Wildcard hat gesagt.:
			
		

> Hmm?
> getDeclaredFields +setAccessible(true)
> Wozu brauchst du das überhaupt?




Ich hab mich mit shallow und deep copies beschäftigt.. und mir überlegt, 
dass ich eine allgemeine Funktion für deep copies schreiben kann mittel der refelction api, 
die rekusiv alle attribute clont sofern sie keine primären variablentypen sind.
 :bae:


----------



## Marco13 (4. Okt 2007)

Viel Glück :wink:


----------



## Wildcard (4. Okt 2007)

Zu spät:
http://www.java-forum.org/de/viewtopic.php?t=32892&postdays=0&postorder=asc&start=0


----------



## byte (4. Okt 2007)

Da war schon jemand schneller: http://www.java-forum.org/de/viewtopic.php?t=32892&highlight=deep+copy



Edit: Verdammt! Da war noch jemand schneller! :autsch:


----------



## SnooP (6. Okt 2007)

wobei... kleine Anmerkung von mir  ... das Ding hat in der Form, wie es da liegt noch kleinere Bugs mit Arrays. Das ist mir leider erst recht spät aufgefallen.
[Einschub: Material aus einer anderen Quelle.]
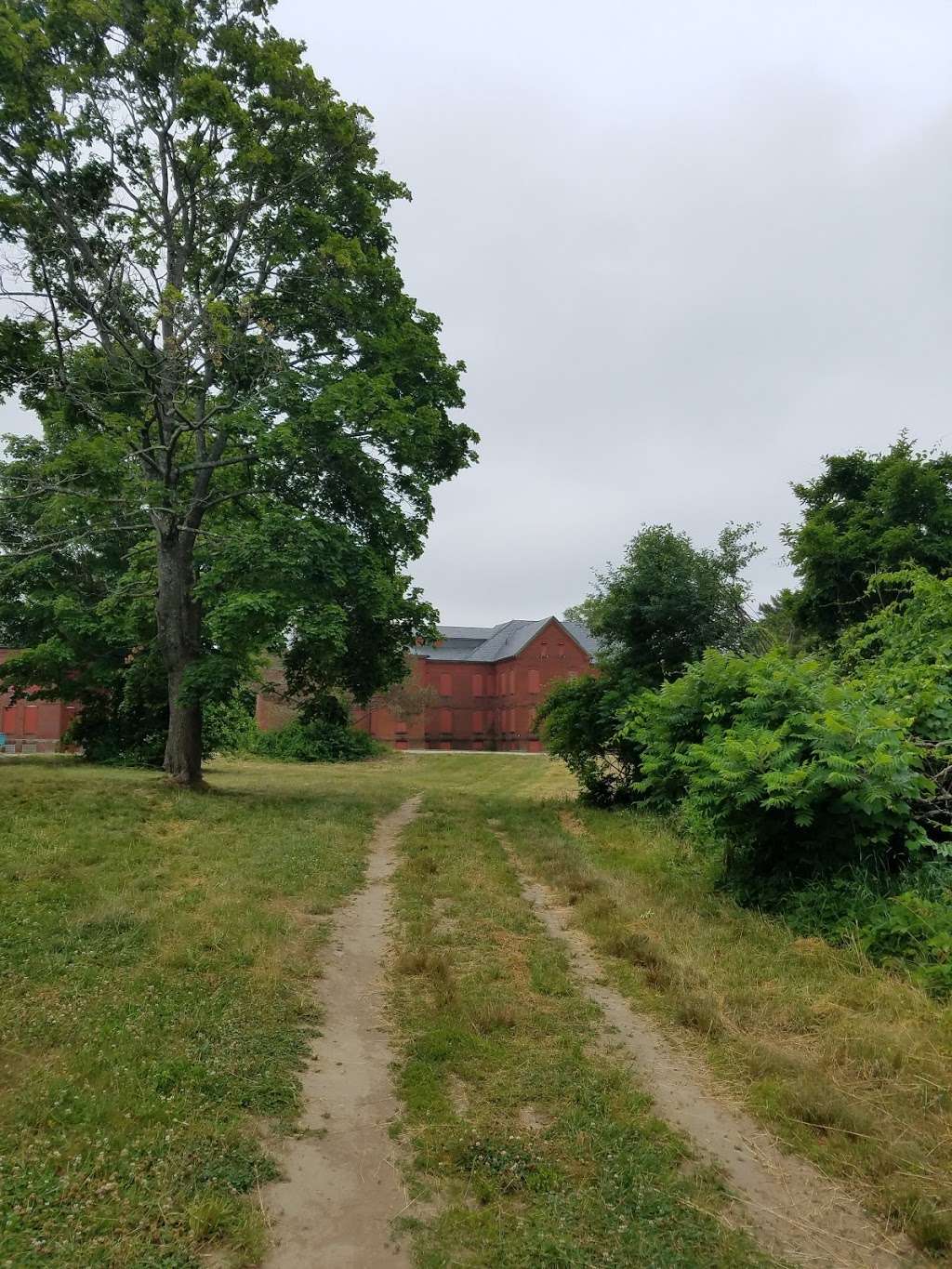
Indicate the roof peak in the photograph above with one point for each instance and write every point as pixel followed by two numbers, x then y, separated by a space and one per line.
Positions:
pixel 497 642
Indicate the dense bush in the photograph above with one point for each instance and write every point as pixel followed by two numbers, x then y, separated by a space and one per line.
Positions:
pixel 316 741
pixel 579 720
pixel 826 781
pixel 903 920
pixel 792 771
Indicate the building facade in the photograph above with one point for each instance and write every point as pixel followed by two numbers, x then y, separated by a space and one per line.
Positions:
pixel 480 687
pixel 32 726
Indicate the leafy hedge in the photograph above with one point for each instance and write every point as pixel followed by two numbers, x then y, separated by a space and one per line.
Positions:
pixel 826 782
pixel 791 769
pixel 316 741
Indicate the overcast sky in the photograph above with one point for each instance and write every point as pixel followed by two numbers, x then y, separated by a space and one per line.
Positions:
pixel 684 249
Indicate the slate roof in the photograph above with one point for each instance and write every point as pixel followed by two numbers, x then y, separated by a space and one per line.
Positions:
pixel 496 642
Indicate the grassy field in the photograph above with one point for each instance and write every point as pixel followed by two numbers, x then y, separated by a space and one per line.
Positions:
pixel 850 1064
pixel 156 952
pixel 153 1005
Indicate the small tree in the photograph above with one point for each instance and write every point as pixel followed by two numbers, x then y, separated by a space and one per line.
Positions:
pixel 867 514
pixel 668 601
pixel 212 326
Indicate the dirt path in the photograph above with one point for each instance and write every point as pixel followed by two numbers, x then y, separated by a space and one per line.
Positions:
pixel 792 1210
pixel 341 1191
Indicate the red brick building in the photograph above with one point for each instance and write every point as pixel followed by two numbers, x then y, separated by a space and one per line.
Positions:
pixel 32 726
pixel 473 688
pixel 485 685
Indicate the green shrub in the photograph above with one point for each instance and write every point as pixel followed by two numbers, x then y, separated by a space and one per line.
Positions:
pixel 791 771
pixel 316 741
pixel 903 921
pixel 579 721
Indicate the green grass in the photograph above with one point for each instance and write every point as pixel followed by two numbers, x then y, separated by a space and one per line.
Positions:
pixel 156 958
pixel 850 1064
pixel 536 1151
pixel 153 1004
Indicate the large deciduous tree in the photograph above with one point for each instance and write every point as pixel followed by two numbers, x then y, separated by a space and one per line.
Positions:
pixel 235 389
pixel 867 514
pixel 669 601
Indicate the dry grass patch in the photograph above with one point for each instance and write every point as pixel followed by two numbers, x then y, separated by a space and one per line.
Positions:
pixel 851 1064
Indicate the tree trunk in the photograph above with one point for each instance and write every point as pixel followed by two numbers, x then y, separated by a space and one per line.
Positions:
pixel 178 619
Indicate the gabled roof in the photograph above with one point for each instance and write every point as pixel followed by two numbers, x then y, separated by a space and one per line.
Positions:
pixel 497 642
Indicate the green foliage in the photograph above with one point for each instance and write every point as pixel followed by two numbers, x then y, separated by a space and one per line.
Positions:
pixel 867 514
pixel 316 741
pixel 824 781
pixel 230 377
pixel 668 601
pixel 795 772
pixel 903 920
pixel 579 720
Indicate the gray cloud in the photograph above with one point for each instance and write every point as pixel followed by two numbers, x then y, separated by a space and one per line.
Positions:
pixel 684 250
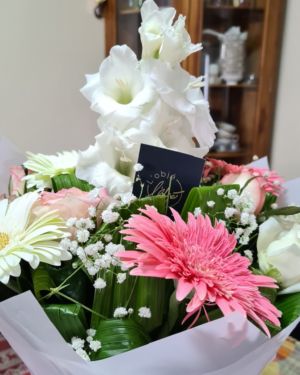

Aber nix, was sich nicht beheben ließe...

ich weiß auch nicht mehr, ob die version schon performance-technisch am Ende war... Probleme gibt es nämlich mit dem Instanzieren von Klassen ohne parameterlosen Konstruktor - das ist relativ langsam, Sun bietet dafür ne entsprechende klasse an, ich weiß allerdings nicht, ob die in der Version hier schon eingebaut ist... - einfach mal gucken 

ansonsten ist das ne ganz nette Aufgabe  - insbesondere das performant hinzubekommen und am Ende hat man viel über Reflections gelernt


----------